One morning at my sisters, I had a break down. I was furious with my husband, because I felt like he didn't care about Lukas. I was furious with another sister because she brought my behavior, and lack of attention to Lukas to my attention, and mostly furious with myself for not being the Mother that I always wanted to be, and always am, the devoted one, to my little precious baby Lukas.
That day, needed to happen. God answered my prayers. He introduced this wonderful Angel of a nurse to me that day, her name was Malaya. In her quiet, confident, and professional way, she told me that I could be the one to change Lukies diaper; I could be the one to take his temperatures. I could assist in his feeding. Most importantly, she helped me remember that I could be his mom. I could, and I would. It was then that I realized that I could no longer see my other boys, not if I wanted them to all be together, for us all to be together. Having them at my sister's was too close, it made it that more impossible to fight my temptation to be with them too. I told my husband to take them home, I needed to be with Lukas. He was the one that needed me. From that day on, it was Lukas and I. God, thank you. Thank you for giving us that private room, thank you for giving us Malaya as a Nurse, and thank you for letting Lukas take to me, and accept me for his mother. In his room, I reflected a lot, cried a lot, and mostly prayed a lot. I reflected on my life, Lukie's life, and how lucky we were, and are. He was perfect and so acute. He seemed to know whenever I left his room, even if he was asleep. The second I re-entered his room, it was as if he had memorized the sound of my foot steps, because he would always turn his head and open his eyes to me. So thankful I am for him, my miracle, I needed him, and he needed me. He too is my Angel.
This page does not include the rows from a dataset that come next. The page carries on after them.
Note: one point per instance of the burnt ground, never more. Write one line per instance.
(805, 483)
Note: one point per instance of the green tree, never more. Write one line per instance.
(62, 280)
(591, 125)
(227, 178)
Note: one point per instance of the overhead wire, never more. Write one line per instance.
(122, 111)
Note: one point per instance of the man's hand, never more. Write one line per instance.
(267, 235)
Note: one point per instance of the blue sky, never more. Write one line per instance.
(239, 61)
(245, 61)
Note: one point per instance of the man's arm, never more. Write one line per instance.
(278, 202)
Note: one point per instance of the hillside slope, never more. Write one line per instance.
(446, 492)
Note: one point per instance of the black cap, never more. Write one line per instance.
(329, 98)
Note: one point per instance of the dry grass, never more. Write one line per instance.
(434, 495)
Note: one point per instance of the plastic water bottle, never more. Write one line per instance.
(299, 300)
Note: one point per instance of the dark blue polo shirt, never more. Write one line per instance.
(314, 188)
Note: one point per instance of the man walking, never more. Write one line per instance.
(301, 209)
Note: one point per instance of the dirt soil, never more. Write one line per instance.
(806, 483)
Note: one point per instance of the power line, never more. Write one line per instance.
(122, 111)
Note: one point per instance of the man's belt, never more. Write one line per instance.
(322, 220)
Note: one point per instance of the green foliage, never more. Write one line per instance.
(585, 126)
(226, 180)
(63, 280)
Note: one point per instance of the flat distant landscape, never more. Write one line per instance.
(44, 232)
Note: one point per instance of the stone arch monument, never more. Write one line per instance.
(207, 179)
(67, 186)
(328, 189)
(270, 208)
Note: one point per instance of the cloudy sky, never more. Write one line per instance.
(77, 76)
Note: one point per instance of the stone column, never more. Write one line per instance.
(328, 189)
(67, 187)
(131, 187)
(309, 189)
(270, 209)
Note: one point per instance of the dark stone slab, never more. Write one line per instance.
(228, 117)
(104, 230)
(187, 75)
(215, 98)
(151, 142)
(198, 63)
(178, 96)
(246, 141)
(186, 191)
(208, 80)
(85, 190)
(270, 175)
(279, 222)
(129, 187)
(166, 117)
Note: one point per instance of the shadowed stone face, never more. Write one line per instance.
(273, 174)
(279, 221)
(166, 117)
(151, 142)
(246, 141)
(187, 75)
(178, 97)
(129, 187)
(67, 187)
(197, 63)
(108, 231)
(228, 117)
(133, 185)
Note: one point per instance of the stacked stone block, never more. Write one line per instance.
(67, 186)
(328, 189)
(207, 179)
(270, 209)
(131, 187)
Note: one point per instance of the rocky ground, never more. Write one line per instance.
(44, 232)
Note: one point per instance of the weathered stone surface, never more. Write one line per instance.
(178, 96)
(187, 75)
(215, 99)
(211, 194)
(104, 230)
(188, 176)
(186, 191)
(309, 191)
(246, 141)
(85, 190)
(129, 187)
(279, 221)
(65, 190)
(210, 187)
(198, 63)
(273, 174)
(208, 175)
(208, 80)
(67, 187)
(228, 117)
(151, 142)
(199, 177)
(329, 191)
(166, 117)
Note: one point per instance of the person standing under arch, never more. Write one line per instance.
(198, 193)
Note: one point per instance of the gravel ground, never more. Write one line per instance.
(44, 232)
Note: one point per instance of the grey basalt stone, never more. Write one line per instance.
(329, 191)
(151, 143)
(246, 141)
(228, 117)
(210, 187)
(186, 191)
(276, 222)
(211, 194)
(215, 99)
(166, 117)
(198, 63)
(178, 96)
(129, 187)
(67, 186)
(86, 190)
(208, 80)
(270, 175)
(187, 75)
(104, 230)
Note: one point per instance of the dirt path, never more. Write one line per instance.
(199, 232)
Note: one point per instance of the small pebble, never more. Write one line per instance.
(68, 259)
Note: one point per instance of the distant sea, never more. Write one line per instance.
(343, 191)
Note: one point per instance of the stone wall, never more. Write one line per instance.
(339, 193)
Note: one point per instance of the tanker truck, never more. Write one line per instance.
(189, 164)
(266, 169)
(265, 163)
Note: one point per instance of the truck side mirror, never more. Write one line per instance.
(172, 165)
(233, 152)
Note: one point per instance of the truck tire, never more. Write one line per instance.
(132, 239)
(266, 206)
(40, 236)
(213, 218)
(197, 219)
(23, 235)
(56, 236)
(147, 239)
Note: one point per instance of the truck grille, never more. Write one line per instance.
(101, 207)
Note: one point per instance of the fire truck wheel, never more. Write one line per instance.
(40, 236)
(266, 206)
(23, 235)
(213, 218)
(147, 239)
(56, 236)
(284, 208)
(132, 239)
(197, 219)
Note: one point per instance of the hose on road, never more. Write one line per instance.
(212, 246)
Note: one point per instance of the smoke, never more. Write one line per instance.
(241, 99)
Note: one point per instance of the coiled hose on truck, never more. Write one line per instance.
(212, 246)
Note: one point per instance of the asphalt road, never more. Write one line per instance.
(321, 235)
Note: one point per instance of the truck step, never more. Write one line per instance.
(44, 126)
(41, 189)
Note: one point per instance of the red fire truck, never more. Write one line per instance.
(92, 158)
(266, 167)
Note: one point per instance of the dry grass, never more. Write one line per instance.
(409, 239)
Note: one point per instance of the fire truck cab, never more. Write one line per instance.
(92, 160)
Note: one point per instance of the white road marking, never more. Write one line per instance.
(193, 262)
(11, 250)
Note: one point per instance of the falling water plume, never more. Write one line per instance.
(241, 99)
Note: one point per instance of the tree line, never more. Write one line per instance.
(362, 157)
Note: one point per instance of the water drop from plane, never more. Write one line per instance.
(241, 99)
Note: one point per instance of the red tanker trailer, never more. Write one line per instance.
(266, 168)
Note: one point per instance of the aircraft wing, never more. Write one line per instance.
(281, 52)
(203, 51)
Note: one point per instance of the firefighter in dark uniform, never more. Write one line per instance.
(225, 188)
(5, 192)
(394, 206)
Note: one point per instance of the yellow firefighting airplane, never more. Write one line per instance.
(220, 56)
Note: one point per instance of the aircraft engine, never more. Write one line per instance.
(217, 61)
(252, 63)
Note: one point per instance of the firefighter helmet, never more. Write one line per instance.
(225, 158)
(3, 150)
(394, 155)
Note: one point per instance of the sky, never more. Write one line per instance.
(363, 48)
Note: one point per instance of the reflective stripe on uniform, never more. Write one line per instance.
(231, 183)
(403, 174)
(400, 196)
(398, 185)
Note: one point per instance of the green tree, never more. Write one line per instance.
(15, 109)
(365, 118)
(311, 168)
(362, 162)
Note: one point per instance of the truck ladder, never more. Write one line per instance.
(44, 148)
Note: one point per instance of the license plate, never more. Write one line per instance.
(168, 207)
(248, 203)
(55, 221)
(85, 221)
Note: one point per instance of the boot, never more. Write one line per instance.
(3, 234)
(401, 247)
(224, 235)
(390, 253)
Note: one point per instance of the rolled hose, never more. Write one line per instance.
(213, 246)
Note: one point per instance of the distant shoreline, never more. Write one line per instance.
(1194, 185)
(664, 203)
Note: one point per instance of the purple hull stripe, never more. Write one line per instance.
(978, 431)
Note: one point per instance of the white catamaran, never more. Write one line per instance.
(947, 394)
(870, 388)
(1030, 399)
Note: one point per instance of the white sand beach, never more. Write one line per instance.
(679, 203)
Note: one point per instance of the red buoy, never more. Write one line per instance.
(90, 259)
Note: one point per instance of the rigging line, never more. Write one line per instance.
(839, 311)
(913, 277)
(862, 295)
That day of the breakdown, the day of Malaya, I was able to be me again. I pride myself for being the one to always be there for my boys. I don't ask for help, I don't want help. They are my responsiblity, and no one elses. I became a stay at home mother, because as an emotional person, I know it would kill me to know someone else was performing my "Mom-duties." I praise any Mom who works, because they are a much stronger person than myself. I am weak in that sense.
I became known in the Continuing Care Nursery as the "Super Mom." Really. Whenever a new mom entered the room, they would read Lukies charts, and say "Oh, your the Super Mom, the one who does it all." It was true, I became Lukies Mom and Nurse at the same time. I gave the staff his daily stats, 12 times a day. It felt good, I was there for him, finally. He deserved me to be there for him, and thank you God, you helped me find my way to him.
The hard work, and dedication paid off. After 14 days in the hospital, Lukas was finally cleared to go home. And the rest is history. I am forever thankful, and eternally grateful to God for the miracles, and many blessings he has given me. I still (almost daily), feel regret for not being there for Lukas, when he at first needed be. However, by the grace of God, he helped me find my way to no longer being his visitor, but instead, be his Mom.